Sunday 6 October 2013

Converting terrain data to a WebGL-friendly format

Three.js is a very promising tool if you want to add a third dimension to your web maps. In my last blog post, I showed how easy it was to create a WebGL Earth in the browser. Today, I'm starting a new blog series about terrain building with three.js.


Last year, I wrote a blog series about all the fun you can do with digital terrain data:
  1. Digital terrain modelling and mapping
  2. Creating hillshades with gdaldem
  3. Creating color relief and slope shading with gdaldem
  4. Terrain mapping with Mapnik
  5. Land cover mapping with Mapnik
  6. Using custom projections with TileCache, Mapnik and Leaflet
  7. Creating contour lines with GDAL and Mapnik
  8. Showing GPS tracks with Leaflet
I will continue using map data from Jotunheimen, a mountainous area of Norway. The 29 highest mountains in Norway are all in Jotunheimen, as well as the deepest valley, Utladalen. It's a great spot for 3D terrain mapping. But the same techniques applies to all terrains, - you only need some terrain data. Instead of Leaflet, we're going to use WebGL and three.js to render the maps. 

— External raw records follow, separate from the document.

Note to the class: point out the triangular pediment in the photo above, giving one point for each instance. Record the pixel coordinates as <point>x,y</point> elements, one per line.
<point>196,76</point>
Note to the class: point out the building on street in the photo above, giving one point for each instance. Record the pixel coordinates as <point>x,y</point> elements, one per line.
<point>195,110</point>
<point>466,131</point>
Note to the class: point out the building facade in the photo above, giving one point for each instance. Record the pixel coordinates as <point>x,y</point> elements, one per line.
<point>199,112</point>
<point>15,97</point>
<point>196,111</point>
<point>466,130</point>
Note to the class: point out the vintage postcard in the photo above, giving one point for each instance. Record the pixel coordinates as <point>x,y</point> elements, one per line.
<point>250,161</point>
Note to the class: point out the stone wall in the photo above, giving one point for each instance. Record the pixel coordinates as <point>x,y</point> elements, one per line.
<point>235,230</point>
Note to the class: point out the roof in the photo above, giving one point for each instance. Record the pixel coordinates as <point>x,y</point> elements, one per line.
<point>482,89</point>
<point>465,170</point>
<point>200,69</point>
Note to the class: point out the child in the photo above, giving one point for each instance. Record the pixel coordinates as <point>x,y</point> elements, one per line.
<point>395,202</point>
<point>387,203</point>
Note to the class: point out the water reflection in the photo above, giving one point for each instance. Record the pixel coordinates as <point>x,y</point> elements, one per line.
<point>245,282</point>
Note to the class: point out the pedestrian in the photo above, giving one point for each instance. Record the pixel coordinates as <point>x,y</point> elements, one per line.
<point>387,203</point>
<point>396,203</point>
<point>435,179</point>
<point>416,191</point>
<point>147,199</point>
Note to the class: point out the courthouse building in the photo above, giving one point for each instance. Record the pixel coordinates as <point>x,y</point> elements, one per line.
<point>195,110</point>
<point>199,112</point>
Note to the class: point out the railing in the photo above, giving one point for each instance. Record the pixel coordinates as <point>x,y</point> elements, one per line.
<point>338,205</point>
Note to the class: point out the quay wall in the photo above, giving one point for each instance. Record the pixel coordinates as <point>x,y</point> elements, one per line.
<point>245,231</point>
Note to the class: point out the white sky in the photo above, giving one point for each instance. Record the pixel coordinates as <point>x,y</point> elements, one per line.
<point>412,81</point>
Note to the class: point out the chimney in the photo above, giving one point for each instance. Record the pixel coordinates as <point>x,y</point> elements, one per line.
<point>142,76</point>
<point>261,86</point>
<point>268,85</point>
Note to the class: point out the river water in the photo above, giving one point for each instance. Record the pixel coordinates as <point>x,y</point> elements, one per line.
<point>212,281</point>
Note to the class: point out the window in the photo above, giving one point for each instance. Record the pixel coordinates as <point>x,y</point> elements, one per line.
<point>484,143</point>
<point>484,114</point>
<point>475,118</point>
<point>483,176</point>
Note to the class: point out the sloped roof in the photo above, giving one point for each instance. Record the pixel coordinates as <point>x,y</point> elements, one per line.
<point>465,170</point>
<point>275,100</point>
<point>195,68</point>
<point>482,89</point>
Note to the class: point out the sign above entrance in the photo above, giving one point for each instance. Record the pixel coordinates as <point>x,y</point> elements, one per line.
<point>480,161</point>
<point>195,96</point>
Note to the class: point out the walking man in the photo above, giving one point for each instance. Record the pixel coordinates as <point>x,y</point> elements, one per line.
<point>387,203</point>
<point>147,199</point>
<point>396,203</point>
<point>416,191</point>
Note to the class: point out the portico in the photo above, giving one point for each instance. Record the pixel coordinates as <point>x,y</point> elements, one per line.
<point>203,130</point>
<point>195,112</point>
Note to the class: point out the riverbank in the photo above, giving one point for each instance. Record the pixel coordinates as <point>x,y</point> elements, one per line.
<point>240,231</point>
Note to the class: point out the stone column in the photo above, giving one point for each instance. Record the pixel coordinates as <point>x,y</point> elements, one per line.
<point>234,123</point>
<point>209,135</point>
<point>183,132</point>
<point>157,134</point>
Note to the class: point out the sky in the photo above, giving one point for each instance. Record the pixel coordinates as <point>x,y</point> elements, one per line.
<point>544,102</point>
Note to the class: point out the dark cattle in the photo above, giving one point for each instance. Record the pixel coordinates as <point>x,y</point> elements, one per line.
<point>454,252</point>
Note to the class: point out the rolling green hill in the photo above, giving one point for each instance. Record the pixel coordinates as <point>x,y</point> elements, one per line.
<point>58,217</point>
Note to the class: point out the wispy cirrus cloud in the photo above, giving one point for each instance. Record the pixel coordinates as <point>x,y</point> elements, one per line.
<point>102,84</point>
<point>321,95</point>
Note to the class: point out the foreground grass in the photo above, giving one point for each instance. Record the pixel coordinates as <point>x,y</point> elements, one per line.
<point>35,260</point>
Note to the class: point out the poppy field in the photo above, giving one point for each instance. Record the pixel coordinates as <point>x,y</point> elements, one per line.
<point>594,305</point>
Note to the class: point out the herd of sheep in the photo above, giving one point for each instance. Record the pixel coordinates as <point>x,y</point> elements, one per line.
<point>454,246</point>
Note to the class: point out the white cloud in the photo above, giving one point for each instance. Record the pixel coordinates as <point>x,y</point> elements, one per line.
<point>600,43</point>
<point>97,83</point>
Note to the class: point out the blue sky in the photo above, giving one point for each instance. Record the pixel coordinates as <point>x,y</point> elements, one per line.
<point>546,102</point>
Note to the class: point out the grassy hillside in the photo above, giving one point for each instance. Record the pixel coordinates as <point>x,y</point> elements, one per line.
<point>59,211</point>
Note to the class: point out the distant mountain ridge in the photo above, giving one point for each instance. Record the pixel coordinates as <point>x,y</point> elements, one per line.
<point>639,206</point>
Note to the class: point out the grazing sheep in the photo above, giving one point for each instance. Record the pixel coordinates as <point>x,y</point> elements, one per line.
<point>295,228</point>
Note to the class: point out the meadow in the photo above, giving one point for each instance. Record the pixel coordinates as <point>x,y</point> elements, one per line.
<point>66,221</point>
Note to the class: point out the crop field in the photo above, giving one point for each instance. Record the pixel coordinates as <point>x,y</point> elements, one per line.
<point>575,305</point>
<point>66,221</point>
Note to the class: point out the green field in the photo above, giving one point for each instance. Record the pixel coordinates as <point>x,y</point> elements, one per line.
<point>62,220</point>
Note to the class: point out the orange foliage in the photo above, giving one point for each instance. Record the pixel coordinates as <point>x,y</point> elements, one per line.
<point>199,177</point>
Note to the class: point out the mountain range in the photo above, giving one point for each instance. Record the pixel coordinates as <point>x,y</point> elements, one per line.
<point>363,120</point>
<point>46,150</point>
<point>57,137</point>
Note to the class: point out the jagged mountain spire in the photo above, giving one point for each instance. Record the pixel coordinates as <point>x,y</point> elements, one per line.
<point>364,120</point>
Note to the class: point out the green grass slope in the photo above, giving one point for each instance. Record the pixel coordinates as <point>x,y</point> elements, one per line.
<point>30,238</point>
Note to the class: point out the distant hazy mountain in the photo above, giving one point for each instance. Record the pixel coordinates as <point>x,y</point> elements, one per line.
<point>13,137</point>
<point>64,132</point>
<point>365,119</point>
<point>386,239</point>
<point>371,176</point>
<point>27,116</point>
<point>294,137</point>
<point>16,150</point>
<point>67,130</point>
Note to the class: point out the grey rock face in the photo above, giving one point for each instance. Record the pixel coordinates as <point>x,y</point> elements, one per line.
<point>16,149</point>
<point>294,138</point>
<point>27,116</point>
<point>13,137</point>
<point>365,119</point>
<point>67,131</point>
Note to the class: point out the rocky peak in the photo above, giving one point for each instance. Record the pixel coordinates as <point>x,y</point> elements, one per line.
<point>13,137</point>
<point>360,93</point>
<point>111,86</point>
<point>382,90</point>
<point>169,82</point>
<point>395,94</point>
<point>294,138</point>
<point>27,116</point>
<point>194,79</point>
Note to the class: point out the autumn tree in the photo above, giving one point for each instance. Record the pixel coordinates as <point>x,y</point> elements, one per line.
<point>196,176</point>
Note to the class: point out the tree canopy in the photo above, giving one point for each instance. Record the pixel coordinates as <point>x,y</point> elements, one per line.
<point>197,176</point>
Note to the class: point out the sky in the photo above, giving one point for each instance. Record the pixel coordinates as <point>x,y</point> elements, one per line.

Last friday, 27th September 2013, was a milestone in the mapping history of Norway. The Norwegian Mapping Authority released its topographic datasets to the public, free of charge. Included was also a digital elevation model (DEM) of the Norwegian mainland, at 10 meters resolution. You can download the data on this page (unfortunately only in Norwegian), under a CC BY 3.0 licence. The terrain files created in this blog post are also available on GitHub.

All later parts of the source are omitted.